Joke Collection Website - Mood Talk - After running ten kilometers, my heart is full of generosity and kindness.

After running ten kilometers, my heart is full of generosity and kindness.

Text/Chen Caixia

Dopamine secreted by running is second only to falling in love.

Three kilometers specializes in all kinds of unhappiness.

Five kilometers specializes in all kinds of internal injuries.

After running for ten kilometers, my heart is full of generosity and kindness!

After all, the epidemic situation in Guangzhou is very serious. On the first day, I ran 10 km downstairs by the river. I did a fat-reducing exercise at home the next day. On the third day, I read books all day.

I emptied the refrigerator, and I was too lazy to cook at home alone. I don't want to move around cooking, and the food is not delicious. Sometimes I think it's too difficult to cook alone, so I just don't cook.

The epidemic situation, in order not to add chaos to the country, I chose not to go back to Foshan to accompany my family, but I think it is a long time! The mood is also quite unstable.

After running 10 km, I felt nothing. But the next day I did a fat-reducing exercise and my feet hurt. Teacher Huang told me to keep practicing, and the pain stopped after a week. I said, wait a minute. I want to practice vest line (dumbfounding).

As for the topic of sports, I think I will stick to it until I am old. Even if you are busy on weekdays, you will take time to run on weekends.

Running has given me the label of life, and more is to learn to face it calmly and no longer worry about the evaluation of friends around me. Do your job well, stick to your hobbies, try to be kind to those who are good to you and those you love!

Speaking of which, I thought of this morning. I asked my brother-in-law, what do you have to tell me? Is the child not studying well or working badly? He refused to say, "actually, I feel quite uncomfortable."

I used to bother her and you, and now I want you to bother me, too.

My brother-in-law replied to me: "I have asked the girl to comfort me and prove that I fell." A layer of spiritual sustenance, these are the sources of my motivation, slowly grow up, get old, and there will be fewer and fewer people around me. "

I think he must have encountered problems at work or missed his grandmother at home! Later, I didn't ask him. Later, I said that I had to wear a mask during the epidemic.

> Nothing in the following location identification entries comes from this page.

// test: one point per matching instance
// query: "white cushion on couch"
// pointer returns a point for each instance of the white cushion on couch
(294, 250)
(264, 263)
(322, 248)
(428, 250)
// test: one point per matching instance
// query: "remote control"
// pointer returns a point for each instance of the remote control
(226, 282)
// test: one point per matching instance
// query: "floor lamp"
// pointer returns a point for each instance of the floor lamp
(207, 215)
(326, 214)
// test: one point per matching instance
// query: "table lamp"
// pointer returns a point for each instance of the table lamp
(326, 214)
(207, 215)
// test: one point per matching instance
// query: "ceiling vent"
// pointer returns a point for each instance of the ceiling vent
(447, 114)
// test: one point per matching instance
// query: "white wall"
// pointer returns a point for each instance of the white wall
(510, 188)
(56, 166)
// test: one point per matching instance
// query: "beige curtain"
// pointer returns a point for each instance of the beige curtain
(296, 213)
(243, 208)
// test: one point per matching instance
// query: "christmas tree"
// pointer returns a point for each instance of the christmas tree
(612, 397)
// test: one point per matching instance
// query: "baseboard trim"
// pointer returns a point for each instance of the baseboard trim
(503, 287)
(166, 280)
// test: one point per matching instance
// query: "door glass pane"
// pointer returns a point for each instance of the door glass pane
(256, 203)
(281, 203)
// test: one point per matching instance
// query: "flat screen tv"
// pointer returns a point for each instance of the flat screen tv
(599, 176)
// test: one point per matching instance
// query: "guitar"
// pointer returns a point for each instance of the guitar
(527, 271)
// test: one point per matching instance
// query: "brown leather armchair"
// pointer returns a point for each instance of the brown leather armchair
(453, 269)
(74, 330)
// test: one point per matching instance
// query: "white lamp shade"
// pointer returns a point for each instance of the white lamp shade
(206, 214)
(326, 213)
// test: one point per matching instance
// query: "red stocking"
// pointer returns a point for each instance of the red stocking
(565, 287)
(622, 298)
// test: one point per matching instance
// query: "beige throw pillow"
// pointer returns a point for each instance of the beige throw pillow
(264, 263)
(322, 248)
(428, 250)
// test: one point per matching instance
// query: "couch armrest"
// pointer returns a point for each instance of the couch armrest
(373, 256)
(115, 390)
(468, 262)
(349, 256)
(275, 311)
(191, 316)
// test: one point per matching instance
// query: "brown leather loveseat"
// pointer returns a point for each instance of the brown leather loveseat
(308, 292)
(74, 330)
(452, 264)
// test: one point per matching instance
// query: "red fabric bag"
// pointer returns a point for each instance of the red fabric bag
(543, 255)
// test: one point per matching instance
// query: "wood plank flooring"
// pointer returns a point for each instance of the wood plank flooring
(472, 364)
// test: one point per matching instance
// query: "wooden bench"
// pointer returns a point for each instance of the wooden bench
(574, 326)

Why should I work so hard? Resigning from a comfortable manager's position, changing the way and changing the environment will of course force yourself to adapt. I'd rather work hard to help them. Because they love me, too, every time I go home, they will buy me something I like to eat, and I also like to drink milk.

Then, why do I never envy other people's sisters and brothers-in-law? Because my sister and brother-in-law never let me down, they gave me everything beyond the love of my brothers, but my sister and they didn't tell me anything, so many times, I was also very sad.

I am afraid that my brother-in-law and my sister will quarrel because of family chores and will not communicate with each other. The contradiction is getting bigger and bigger. I'm sorry ...

So, I want to grow up quickly, I want to grow up quickly, okay? Because when I can't do anything, what I say is pale and unconvincing. Only when I am strong can I help them!

Work, writing, running ... we must move on!

About the author: Hello, I'm Anna, an independent post-96 generation, an editor at work and an ordinary recorder in life. The following are my growing experience and three views. I just want to be the person I like. Love writing, running, climbing, volunteering, and firmly believe that writing for yourself is the best!